Il y a aussi la référence à Don Quichotte, le mec qui chasse des moulins à vent, je vous laisse faire vous-même le lien entre le livre et le film.
Sur la forme je l'ai trouvé excellent, le montage, l'esthétique, les sons, les dialogues, les jeux d'acteurs, tout fonctionne bien. Il développe très bien son propos, et ouvre à la réflexion. Là où je suis un peu plus réservée c'est sur le fait que la critique sous jacente, sans être non nuancée, est un peu simple (pas simpliste, juste un peu simple).
Je trouve un peu pénible aussi quand un film veut éveiller ma conscience, comme si on avait besoin d'une aide extérieure pour ça, pour savoir que le système sur lequel la société est basé est contestable.
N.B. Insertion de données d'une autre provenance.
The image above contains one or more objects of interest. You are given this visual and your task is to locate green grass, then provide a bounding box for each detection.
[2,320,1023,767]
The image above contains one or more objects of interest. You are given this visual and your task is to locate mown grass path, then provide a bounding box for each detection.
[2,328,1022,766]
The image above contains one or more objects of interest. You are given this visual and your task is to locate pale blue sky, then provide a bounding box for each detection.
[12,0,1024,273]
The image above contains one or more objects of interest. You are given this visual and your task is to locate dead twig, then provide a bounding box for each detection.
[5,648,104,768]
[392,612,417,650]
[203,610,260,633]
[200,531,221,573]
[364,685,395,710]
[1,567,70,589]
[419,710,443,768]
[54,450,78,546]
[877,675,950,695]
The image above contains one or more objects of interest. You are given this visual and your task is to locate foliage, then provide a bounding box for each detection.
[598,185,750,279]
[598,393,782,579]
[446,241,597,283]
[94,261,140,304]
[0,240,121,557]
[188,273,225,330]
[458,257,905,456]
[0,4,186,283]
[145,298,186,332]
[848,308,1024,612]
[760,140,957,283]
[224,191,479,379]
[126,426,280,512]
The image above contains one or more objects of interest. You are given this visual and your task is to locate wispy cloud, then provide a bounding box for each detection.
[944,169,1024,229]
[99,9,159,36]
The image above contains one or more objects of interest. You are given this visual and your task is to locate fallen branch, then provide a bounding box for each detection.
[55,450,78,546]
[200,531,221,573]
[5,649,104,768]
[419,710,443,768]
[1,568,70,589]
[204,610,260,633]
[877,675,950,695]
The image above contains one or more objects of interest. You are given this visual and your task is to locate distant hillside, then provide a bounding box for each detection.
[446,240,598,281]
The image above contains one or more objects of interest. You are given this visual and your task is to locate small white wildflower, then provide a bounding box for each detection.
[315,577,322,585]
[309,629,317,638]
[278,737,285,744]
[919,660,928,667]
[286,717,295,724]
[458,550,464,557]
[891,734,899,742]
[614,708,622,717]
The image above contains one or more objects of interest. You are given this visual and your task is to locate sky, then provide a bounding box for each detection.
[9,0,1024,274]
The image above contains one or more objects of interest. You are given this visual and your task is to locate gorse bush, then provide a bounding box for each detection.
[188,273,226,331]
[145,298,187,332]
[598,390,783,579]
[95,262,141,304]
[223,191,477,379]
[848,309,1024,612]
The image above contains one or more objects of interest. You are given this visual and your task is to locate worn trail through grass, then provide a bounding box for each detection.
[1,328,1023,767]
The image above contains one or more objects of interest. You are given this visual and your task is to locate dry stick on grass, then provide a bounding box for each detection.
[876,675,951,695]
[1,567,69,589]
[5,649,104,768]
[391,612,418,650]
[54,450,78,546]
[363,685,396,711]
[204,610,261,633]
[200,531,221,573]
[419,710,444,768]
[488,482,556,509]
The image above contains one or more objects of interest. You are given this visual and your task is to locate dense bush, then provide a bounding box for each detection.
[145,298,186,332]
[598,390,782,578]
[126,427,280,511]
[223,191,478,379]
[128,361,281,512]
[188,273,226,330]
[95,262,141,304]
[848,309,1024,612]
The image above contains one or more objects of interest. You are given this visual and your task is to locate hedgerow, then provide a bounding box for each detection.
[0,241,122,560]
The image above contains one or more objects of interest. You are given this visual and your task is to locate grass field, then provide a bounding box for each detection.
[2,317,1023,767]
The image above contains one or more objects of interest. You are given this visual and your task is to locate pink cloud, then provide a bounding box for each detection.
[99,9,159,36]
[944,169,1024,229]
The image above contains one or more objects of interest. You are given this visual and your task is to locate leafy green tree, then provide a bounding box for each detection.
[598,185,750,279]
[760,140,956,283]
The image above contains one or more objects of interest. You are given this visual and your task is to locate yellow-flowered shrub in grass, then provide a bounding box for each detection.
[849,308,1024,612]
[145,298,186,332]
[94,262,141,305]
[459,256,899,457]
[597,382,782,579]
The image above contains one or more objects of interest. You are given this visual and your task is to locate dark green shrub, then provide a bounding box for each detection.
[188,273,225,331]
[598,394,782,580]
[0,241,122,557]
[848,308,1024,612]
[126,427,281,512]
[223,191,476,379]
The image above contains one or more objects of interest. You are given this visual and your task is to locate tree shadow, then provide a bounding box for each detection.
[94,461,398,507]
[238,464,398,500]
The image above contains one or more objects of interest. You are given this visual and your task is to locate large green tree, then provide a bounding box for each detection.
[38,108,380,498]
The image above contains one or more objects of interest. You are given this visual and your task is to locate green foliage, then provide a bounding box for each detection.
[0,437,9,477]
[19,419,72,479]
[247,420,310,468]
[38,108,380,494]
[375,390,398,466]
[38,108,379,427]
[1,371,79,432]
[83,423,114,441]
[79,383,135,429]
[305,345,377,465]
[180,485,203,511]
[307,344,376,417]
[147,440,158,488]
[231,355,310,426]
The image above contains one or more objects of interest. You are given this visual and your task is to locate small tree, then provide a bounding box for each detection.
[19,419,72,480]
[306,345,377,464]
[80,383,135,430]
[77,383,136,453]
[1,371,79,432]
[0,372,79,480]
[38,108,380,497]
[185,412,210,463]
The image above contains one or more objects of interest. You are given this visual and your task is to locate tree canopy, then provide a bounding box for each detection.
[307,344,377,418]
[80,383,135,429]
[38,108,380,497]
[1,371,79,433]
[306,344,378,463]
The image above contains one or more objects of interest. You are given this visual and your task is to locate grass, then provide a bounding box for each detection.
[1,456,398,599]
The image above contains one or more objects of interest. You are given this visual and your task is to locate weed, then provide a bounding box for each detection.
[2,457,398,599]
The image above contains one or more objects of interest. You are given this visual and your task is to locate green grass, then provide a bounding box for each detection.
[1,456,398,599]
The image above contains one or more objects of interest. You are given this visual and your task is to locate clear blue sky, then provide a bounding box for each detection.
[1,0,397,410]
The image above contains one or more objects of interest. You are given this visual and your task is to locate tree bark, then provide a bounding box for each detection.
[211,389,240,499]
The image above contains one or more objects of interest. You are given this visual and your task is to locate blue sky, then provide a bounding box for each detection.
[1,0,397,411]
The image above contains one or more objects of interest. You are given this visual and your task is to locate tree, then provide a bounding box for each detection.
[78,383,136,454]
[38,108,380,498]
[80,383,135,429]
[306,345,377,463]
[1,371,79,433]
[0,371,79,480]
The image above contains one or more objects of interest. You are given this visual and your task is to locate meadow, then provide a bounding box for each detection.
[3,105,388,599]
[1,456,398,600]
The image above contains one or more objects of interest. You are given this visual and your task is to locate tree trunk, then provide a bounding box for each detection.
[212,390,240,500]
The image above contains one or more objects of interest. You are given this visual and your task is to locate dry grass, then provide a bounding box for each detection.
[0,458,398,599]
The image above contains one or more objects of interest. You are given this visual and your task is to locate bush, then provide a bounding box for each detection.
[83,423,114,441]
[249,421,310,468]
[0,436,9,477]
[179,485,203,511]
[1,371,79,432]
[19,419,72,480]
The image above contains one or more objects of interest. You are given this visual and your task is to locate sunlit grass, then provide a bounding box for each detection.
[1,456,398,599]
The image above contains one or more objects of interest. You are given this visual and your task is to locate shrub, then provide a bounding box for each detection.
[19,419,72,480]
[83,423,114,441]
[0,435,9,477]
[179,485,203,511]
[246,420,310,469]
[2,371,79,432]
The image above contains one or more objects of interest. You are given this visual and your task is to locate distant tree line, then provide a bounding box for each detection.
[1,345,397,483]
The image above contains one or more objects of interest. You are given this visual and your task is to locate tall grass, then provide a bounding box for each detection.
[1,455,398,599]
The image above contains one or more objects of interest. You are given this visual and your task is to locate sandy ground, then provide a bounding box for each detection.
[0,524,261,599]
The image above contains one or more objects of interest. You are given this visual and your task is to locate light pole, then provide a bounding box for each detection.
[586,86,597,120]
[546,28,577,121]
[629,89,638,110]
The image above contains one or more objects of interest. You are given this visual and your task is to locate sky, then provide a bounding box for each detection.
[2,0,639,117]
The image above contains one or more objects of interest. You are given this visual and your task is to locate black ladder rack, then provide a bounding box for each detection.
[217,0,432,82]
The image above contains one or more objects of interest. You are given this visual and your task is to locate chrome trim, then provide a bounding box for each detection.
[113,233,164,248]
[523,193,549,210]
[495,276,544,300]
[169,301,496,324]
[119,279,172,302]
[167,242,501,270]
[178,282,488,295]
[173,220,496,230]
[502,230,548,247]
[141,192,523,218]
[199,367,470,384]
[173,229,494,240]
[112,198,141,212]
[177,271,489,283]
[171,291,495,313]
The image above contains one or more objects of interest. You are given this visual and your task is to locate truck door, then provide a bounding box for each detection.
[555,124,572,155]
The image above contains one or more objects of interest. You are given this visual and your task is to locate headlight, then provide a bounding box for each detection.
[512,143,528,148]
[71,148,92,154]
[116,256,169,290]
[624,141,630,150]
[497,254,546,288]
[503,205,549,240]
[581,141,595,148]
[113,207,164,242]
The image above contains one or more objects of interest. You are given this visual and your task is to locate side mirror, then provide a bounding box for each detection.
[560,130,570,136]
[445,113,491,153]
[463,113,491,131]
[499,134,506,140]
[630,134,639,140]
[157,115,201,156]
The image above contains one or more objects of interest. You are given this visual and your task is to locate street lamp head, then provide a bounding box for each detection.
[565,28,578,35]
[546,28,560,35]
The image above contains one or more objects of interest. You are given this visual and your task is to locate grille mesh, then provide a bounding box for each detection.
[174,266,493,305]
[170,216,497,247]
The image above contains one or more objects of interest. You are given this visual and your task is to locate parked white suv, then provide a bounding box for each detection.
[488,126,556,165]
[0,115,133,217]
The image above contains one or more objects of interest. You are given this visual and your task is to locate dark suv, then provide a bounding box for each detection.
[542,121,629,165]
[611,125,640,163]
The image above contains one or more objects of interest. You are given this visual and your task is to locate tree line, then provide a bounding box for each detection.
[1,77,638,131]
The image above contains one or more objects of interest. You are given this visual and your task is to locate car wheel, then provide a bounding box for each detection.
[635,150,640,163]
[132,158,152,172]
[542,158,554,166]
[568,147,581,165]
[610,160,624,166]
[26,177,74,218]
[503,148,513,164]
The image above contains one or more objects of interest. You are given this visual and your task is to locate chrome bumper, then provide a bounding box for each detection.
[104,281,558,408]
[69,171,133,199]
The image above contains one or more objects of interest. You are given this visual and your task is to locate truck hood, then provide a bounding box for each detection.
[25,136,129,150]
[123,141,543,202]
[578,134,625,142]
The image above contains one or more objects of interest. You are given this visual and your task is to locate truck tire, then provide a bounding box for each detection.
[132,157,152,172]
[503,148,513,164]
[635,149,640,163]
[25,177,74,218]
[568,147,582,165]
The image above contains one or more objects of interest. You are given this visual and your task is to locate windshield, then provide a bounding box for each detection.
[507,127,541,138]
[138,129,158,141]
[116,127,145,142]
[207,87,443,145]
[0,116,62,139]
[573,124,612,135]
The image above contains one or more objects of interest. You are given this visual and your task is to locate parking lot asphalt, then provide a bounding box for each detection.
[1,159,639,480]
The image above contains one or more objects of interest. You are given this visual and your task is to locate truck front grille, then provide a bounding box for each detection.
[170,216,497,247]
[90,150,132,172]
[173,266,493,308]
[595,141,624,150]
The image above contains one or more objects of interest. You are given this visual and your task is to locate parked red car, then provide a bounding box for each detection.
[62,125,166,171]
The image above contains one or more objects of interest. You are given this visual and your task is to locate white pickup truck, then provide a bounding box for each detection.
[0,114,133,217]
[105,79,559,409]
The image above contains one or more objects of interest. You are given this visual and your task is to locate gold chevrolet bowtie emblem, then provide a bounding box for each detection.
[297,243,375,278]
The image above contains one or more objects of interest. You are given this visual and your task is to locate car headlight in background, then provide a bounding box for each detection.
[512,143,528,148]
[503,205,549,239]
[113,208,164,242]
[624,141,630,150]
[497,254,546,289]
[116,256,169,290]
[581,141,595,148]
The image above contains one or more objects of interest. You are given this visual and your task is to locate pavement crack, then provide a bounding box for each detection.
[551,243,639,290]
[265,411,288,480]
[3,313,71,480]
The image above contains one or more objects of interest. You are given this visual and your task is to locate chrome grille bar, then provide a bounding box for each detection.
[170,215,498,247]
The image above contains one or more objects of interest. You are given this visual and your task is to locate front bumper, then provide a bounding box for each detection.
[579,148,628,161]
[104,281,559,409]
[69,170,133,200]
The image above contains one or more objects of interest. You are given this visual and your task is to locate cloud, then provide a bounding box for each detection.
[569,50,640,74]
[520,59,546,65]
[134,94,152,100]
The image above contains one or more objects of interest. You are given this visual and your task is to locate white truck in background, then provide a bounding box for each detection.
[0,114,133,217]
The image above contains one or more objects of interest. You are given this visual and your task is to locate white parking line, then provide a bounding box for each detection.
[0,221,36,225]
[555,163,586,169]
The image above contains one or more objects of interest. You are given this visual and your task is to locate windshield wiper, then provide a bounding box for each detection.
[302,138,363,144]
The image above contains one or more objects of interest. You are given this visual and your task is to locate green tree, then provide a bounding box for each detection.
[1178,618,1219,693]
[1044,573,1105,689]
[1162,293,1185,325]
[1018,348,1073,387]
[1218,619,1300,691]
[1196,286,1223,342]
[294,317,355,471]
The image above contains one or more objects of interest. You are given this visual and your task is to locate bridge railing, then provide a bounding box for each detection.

A chaque fois j'ai un peu l'impression qu'on me dit "tu vois pas comment est le monde, attends je vais te montrer, tu as besoin que je t'ouvre l'esprit".
Je dis pas que ce film là veut faire ça exactement, mais c'est très souvent quelque chose qui me gêne dans les films philosophiques/critique, ici j'ai quand même un peu cette impression qu'on veut ouvrir les yeux du public, partant du présupposé qu'on est dans l'ignorance, si vous voyez ce que je veux dire,alors qu'il faut pas être hyper aware pour constater les défauts d'un système capitaliste basé sur la consommation. Je trouve ça intéressant mais çà peut très vite être pompeux et hautain. Heureusement ici on en arrive pas tout à fait là, mais j'ai quand même du mal avec les apologues, donc avec les médias moralisateurs.
Ça reste un très bon film quoi qu'il en soit, et je pense qu'il sera très intéressant à analyser.